Mais il tout de suite prévenu qu’il ne venait pas à Bangui en donneur de leçons, mais pour aider les nationaux à traduire en actes ce qu’ils pensent comme lui pour l’avenir de ce pays.
Même si la RCA est pauvre comme l’a souligné François Bozizé, en ressources naturelles certes, il reste que le pays est doté d’immense ressource humaine, a souligné le président gabonais. D’ailleurs, pour lui, il n’existe pas de bon gouvernement tant on y trouve toujours à redire.
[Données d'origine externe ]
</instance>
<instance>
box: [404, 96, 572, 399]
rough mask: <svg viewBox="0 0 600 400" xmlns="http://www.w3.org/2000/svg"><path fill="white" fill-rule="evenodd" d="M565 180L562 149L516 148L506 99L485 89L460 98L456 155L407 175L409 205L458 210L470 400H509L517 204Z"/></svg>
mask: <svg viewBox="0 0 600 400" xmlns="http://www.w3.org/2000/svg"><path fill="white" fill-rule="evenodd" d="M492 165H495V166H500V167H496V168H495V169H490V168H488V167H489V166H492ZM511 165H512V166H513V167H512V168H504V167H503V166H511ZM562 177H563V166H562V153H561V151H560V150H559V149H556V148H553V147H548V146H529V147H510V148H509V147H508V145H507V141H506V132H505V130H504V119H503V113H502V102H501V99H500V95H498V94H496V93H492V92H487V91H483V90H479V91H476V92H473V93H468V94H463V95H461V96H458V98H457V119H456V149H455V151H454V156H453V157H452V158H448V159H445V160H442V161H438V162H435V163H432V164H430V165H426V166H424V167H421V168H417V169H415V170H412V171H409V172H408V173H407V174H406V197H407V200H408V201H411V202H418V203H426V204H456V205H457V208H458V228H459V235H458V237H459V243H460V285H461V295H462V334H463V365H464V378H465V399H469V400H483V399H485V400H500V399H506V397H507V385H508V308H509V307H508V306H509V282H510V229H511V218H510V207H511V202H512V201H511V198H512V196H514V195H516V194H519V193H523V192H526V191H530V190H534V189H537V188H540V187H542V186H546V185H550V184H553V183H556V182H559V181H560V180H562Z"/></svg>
Reprenant Gandhi, le Chef de l’Etat gabonais a suggéré aux Centrafricains qu' « il vaut mieux être gouverné par un mauvais gouvernement de son pays qu’un bon gouvernement de l’extérieur ».
« Il vous appartient, Monsieur le président, désormais de faire violence sur vous-même et avec vous tous les fils de la RCA, pour que la confiance chasse la méfiance, pour que l’unité et l’intégrité du pays soient préservés, que la réconciliation nationale soit totale et qu’elle s’installe dans tout le pays en y apportant évidemment une démocratie apaisée dans l’esprit. Je vous encourage donc fraternellement à tout mettre en œuvre pour une application effective de vos propres résolutions », a recommandé Omar Bongo Ondimba à son homologue centrafricain.
Ce dernier a indiqué que « les recommandations seront mises en œuvre progressivement pour celles qui nécessitent la mobilisation des ressources » avant de promettre de tout mettre en œuvre pour préserver la paix et la stabilité du pays. Le général Bozizé a par ailleurs annoncé pour le 23 la tenue d’une réunion qui va recueillir les propositions des différentes parties au Dialogue politique inclusif pour la constitution du comité de suivi et du gouvernement de large consensus.
« Prenons tous ensemble la résolution d’appliquer sans complaisance les différentes recommandations adoptées au nom du peuple centrafricain par toutes les délégations au DPI par consensus”, a notamment déclaré M. Patassé, qui a proposé la mise en place d’un mécanisme à deux niveaux pour le suivi de l’application des recommandations et comportant un conseil regroupant le président Bozizé et ses deux prédécesseurs, à savoir André Kolingba et Ange Félix Patassé.
Débuté le 9 décembre, le Dialogue politique inclusif a enregistré la participation des représentants de tous les groupes politico-militaires, y compris Abdoulaye Miskine arrivé de Tripoli la veille au soir. Il a été également riche en retrouvailles entre différents protagonistes de la crise centrafricain, notamment entre le président François Bozizé et son prédécesseur Ange Félix Patassé, rentré d’un exil au Togo le 7 décembre dernier.
Mais le pardon peut-il absoudre tous les crimes commis dans ce pays durant toutes ces années d'instabilité alors que les victimes réclament justice?